Formada em filosofia, Ana se aproximou do mercado editorial durante a faculdade. Ao longo de duas décadas de carreira, passou por editoras de diferentes portes, editou autores clássicos e contemporâneos, de Machado de Assis a Elena Ferrante, e construiu uma reputação sólida nos bastidores do livro. “O editor é uma figura da sombra, mas essencial para a construção da cultura”, diz ela, referenciando o artigo “Elogio da Sombra” de Paulo Roberto Pires, publicado recentemente na revista 451. “Mas a Flip me tirou dessa sombra.”
A passagem silenciosa da maternidade
A maternidade foi um divisor de águas na trajetória da editora. Após o nascimento do filho, mergulhou em um período de dedicação intensa aos cuidados do bebê, mas logo sentiu a necessidade de retomar a atividade intelectual. “Amo meu filho e adorei passar cada pedacinho quando ele era muito bebê”, diz. “Mas chega uma hora em que você precisa fazer algo que não seja amamentar, levar na pracinha, fazer papinha.”
Foi nesse momento que encontrou acolhimento na figura da editora Heloisa Jahn, com quem havia trabalhado na edição das obras completas de Machado de Assis. “Ela me passou um monte de trabalho.
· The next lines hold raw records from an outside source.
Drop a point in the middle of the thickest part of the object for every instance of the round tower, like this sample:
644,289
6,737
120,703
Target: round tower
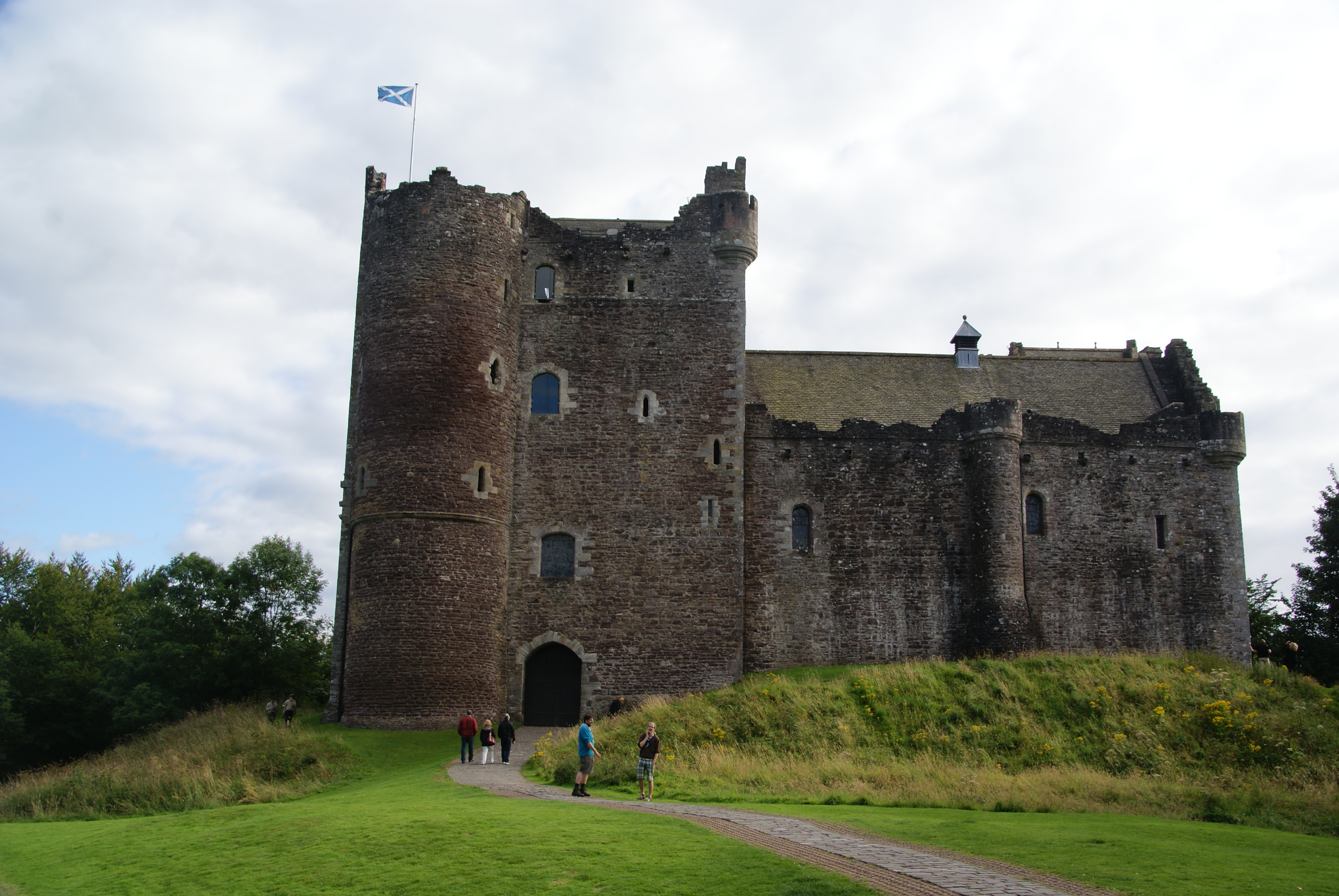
418,630
995,615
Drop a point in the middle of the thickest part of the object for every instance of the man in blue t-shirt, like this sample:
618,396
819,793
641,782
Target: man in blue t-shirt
586,756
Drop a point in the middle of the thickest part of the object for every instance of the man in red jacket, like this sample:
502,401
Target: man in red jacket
468,729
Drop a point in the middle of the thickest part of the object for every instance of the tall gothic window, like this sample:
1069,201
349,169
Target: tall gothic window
544,284
557,556
800,528
1033,512
544,394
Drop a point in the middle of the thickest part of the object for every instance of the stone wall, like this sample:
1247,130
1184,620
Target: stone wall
658,599
919,547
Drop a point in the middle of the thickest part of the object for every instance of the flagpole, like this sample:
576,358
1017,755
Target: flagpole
413,128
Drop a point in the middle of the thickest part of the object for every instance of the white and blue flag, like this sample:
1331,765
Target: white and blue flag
398,96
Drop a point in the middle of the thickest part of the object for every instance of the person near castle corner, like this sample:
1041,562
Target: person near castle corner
487,743
650,749
467,729
586,756
290,708
507,735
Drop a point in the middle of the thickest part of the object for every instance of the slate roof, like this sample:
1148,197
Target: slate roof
1100,389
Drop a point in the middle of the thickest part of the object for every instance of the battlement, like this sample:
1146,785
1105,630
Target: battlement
722,180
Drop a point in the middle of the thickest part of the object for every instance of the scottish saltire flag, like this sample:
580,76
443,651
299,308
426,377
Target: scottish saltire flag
398,96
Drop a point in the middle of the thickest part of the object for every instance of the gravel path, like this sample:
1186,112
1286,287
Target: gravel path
887,866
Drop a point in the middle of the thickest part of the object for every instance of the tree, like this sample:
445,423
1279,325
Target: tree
1267,620
90,654
1314,623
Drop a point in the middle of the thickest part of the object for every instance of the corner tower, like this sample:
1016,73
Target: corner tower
428,475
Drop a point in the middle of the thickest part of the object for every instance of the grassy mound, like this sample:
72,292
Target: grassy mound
1193,737
227,756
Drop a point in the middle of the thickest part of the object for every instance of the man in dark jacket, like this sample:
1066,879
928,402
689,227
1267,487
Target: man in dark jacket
507,735
468,729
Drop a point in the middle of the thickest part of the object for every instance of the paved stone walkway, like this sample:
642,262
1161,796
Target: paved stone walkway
914,874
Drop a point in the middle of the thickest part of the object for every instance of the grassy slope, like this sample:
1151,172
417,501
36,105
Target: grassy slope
1152,736
404,830
221,757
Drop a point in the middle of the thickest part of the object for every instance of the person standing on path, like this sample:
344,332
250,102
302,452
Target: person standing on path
487,743
290,708
467,729
650,749
507,736
586,756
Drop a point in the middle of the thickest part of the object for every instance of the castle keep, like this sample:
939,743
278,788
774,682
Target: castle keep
567,480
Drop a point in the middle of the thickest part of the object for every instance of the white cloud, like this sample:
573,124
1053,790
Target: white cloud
178,245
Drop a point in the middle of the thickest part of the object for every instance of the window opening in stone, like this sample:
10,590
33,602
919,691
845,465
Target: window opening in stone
1033,508
544,394
544,284
800,528
552,686
557,556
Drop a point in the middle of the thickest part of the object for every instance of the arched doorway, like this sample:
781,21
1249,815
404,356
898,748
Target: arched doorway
552,686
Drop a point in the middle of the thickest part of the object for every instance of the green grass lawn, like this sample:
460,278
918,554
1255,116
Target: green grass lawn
404,830
1127,853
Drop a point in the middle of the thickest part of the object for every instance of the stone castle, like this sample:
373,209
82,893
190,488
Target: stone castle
568,481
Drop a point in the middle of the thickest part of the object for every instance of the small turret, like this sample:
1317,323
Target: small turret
964,345
734,216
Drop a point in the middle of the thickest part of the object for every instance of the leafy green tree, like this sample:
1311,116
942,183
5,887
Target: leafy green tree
92,654
1268,618
1314,623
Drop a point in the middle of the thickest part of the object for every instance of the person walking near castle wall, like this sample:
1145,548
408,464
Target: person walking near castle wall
650,749
487,743
586,756
290,708
507,736
468,729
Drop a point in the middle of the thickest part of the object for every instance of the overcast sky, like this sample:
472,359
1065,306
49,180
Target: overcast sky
178,234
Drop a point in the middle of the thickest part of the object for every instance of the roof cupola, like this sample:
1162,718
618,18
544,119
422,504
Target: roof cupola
964,345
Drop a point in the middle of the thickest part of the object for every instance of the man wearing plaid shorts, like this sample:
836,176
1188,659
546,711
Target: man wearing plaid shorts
650,747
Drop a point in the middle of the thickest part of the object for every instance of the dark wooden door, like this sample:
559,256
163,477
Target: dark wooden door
552,686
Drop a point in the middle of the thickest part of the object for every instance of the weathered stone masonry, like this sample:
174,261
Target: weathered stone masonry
685,575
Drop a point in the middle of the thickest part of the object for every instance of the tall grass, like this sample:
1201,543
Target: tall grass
227,756
1192,737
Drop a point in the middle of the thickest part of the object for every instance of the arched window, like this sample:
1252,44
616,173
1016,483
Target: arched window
544,284
800,528
1033,513
544,394
557,556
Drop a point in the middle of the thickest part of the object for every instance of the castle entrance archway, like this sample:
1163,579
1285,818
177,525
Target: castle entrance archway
552,686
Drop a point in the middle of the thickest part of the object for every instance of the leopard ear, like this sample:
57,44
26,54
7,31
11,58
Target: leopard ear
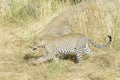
41,39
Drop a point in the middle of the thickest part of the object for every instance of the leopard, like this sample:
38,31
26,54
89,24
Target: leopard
73,43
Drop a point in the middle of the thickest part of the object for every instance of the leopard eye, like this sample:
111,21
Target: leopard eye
40,39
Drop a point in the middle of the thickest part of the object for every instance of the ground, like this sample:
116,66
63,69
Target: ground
14,42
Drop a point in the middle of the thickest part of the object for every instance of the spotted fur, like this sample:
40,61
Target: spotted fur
67,44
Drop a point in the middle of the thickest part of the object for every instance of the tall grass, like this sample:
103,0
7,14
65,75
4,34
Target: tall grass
20,20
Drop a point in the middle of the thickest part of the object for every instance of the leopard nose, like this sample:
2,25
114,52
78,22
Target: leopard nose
34,48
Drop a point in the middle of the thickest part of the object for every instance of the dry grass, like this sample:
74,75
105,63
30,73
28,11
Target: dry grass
17,32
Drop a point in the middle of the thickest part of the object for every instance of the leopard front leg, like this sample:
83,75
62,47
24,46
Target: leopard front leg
79,57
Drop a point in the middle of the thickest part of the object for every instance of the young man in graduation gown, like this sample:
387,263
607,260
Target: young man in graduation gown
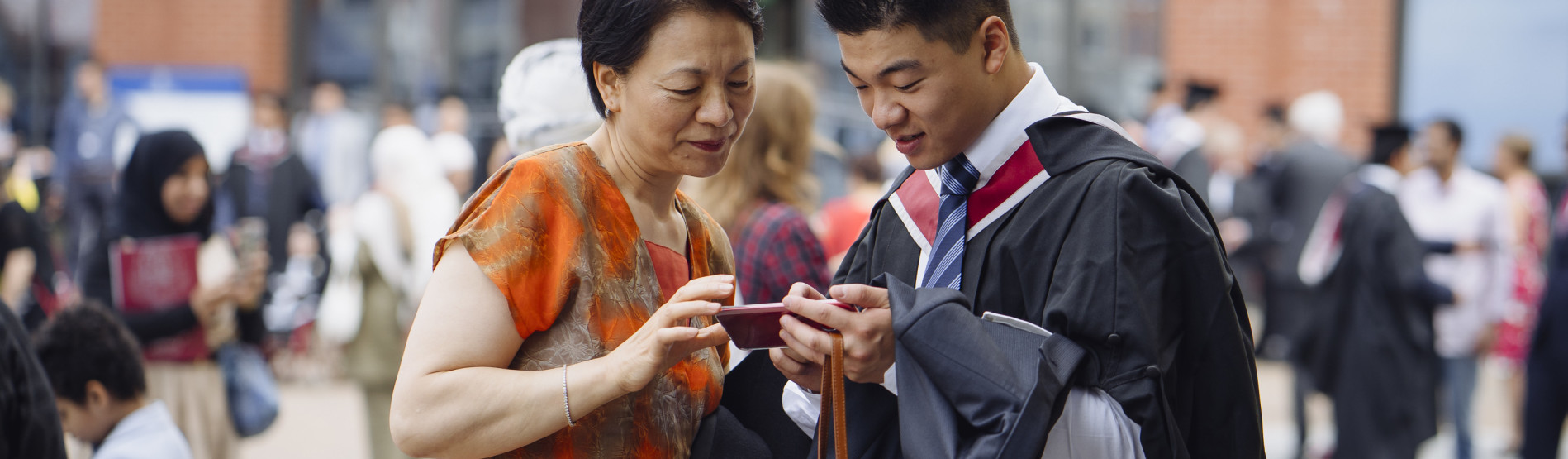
1371,347
1018,205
Eu disse que não daria conta de tudo, mas ela respondeu: ‘Se você não conseguir, eu te ajudo. O importante é que você tenha o que fazer.’”
Com essa rede de apoio, Ana conseguiu reingressar no mercado, mesmo enfrentando dificuldades logísticas e emocionais no início. “Teve hora em que eu pensei: não vou conseguir cumprir esse prazo. Mas a gente fazia junto.”
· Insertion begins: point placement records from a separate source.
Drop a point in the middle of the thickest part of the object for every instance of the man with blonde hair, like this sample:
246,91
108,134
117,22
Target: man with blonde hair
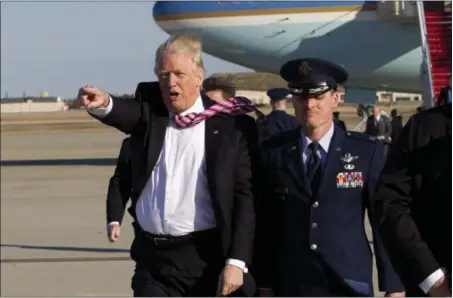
191,166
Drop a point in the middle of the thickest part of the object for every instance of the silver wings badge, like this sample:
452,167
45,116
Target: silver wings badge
348,158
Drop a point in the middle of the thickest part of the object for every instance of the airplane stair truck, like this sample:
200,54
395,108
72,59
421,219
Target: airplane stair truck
438,34
435,28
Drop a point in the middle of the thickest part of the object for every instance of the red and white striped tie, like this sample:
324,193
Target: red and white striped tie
233,106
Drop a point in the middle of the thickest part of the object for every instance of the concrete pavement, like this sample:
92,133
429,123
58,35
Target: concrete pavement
53,206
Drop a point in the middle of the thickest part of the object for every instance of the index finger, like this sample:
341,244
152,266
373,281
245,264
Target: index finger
89,90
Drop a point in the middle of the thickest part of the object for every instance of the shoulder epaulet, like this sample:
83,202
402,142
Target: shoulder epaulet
360,136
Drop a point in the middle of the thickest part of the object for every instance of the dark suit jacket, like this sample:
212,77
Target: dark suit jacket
291,218
276,123
383,129
120,186
231,152
414,197
443,96
397,127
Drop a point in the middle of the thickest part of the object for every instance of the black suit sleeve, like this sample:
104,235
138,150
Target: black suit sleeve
263,266
388,130
244,203
125,114
408,252
120,185
369,125
442,99
388,279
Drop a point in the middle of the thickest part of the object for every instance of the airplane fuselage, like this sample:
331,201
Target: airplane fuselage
379,54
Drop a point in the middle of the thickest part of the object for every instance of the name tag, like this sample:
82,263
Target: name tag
349,180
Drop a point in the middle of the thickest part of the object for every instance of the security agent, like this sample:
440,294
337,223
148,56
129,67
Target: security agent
414,198
317,182
278,121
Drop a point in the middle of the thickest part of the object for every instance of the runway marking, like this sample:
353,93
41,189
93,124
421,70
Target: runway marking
63,260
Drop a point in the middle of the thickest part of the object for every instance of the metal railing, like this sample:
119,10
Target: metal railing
428,90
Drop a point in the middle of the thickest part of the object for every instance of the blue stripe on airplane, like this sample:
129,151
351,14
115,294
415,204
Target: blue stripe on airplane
162,8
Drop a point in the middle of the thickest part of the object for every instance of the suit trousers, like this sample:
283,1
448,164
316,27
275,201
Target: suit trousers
190,269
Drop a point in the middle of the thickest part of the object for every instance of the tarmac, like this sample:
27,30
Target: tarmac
53,226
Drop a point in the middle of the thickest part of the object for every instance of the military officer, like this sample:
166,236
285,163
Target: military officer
317,183
278,120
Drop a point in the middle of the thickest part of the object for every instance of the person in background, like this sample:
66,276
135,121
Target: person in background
218,89
413,200
379,126
445,95
278,121
397,124
119,192
317,182
338,121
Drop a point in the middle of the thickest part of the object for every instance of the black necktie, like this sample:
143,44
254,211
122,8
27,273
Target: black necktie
314,166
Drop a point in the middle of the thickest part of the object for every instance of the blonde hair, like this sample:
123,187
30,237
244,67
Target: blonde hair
181,44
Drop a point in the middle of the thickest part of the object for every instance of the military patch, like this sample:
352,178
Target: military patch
349,179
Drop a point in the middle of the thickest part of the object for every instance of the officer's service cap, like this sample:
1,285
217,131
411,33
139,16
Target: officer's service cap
277,94
312,76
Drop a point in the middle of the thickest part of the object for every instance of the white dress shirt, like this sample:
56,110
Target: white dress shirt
324,142
176,200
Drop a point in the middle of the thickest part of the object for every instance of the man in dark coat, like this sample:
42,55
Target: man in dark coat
379,126
414,201
191,166
397,125
278,121
317,183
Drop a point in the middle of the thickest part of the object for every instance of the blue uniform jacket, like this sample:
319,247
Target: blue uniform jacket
315,245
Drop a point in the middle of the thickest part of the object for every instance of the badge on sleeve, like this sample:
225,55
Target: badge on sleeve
349,180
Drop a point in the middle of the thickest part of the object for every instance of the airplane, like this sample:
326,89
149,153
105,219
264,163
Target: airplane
379,53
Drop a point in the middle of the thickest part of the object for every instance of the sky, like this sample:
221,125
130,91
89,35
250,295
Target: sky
56,47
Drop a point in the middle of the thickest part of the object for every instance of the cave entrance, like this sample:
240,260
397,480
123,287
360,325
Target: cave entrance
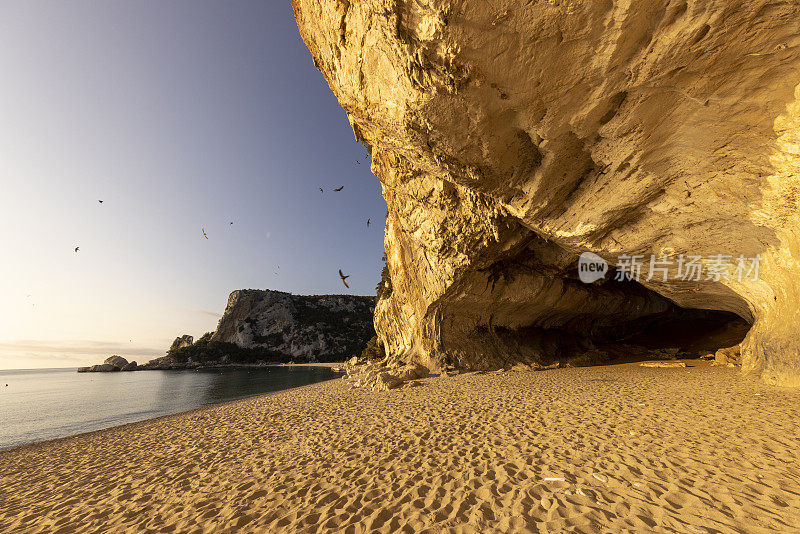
694,332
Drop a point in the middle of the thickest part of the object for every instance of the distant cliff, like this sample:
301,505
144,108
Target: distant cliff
307,328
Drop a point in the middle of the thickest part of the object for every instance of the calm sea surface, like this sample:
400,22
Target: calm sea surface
44,404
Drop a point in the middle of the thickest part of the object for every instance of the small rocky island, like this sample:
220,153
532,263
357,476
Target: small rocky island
260,327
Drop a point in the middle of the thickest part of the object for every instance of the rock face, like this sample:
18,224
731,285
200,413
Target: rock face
303,327
181,341
512,137
112,364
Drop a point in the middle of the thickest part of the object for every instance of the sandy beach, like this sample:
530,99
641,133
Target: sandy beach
616,448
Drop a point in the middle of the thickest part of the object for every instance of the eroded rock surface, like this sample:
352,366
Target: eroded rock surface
510,137
182,341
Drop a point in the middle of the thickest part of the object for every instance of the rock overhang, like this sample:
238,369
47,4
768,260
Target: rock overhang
550,129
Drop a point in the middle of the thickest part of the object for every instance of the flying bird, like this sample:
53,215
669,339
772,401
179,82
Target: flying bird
344,278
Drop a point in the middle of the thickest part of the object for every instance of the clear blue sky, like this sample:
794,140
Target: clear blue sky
179,115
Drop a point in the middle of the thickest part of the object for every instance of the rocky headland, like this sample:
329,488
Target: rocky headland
261,327
511,138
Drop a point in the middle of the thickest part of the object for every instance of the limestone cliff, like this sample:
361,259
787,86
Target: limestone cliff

A experiência foi tão marcante que, com o tempo, ela passou a retribuir. “É incrível essa passagem silenciosa que as mulheres fazem na maternidade. Eu também ofereci trabalho para colegas que estavam nesse momento. Sempre fico atenta: ‘Você já está com vontade de trabalhar? Se quiser, a gente arruma alguma coisa.’”
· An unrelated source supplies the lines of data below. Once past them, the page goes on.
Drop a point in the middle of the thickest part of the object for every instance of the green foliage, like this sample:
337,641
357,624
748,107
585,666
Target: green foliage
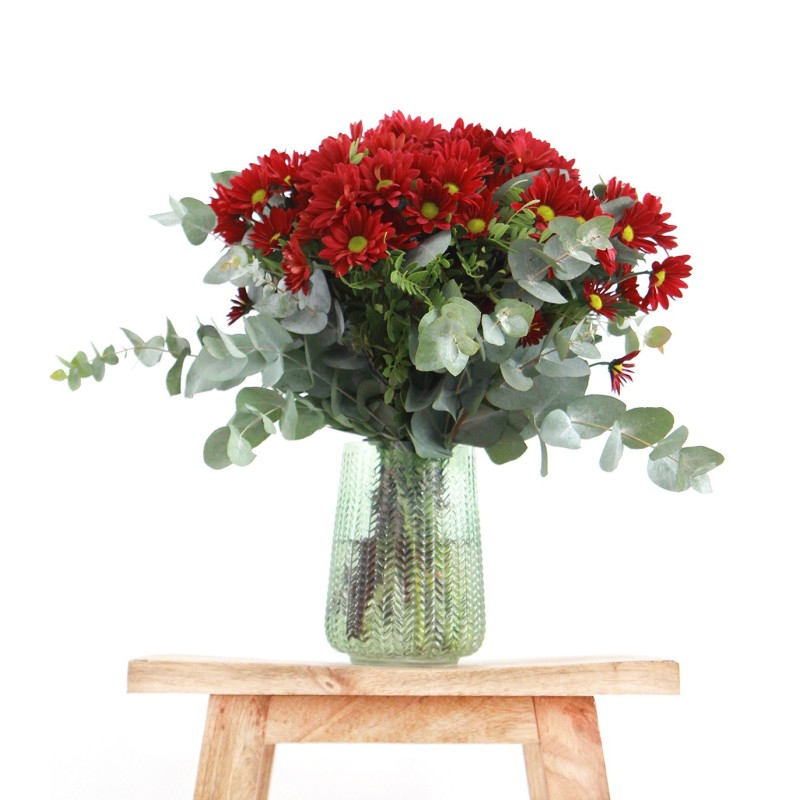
429,345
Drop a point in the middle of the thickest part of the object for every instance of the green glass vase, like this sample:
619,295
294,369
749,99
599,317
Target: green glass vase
406,579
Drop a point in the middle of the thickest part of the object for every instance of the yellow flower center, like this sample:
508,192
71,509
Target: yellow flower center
429,210
546,213
357,244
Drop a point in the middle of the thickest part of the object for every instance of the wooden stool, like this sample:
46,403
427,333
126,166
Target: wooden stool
547,706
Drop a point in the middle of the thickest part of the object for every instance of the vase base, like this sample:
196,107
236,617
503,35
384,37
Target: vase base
444,661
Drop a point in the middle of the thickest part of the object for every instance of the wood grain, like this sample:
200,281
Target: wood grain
235,759
570,749
553,678
416,720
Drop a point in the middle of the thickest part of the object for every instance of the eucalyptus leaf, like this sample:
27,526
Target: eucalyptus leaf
643,427
557,430
174,375
149,353
215,451
594,414
482,429
429,431
508,447
699,460
672,443
429,250
514,376
199,220
299,419
657,337
612,450
239,450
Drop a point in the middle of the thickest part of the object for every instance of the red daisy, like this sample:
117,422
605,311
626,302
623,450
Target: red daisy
628,288
616,188
666,281
230,225
521,152
410,133
386,177
295,267
537,330
644,225
475,214
281,168
359,238
430,207
242,304
621,370
267,232
333,195
600,298
250,190
333,150
552,194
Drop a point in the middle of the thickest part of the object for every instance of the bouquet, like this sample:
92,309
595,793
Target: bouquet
429,286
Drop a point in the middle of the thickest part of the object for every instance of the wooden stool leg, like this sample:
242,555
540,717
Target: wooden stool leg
567,763
235,762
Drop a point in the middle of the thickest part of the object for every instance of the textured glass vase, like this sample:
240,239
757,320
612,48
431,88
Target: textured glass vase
406,580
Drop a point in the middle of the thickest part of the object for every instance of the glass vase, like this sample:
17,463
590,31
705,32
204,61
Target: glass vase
406,579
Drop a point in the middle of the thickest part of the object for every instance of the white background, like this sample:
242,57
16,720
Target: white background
118,542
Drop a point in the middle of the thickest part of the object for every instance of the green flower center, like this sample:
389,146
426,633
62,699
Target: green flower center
357,244
546,213
429,210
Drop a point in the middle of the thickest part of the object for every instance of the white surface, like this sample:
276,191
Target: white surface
118,542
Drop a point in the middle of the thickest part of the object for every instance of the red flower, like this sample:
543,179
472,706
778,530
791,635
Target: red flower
643,226
282,169
475,214
521,152
552,194
621,370
396,131
600,298
616,188
230,225
386,177
430,207
666,280
537,330
250,190
295,267
333,195
242,304
359,238
268,232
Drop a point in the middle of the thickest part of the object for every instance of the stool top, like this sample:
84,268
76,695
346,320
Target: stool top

Seu filho tinha dois anos quando surgiu o convite para trabalhar na Editora Globo, uma oportunidade profissional que exigiria adaptações para acomodar trabalho e família. Recorreu aos pais em busca de orientação e ouviu de seu pai que talvez não fosse o momento. A mãe deu a resposta derradeira: “Seu pai falaria isso para o seu irmão? Claro que não. Vai pegar esse trabalho.” Foi o empurrão de que precisava para acomodar as mudanças e aceitar o cargo. “Foi um dos períodos mais criativos da minha vida. Editei Elena Ferrante, Honoré de Balzac, Michel Foucault. Se não tivesse ouvido aquela bronca da minha mãe, talvez tivesse deixado passar.”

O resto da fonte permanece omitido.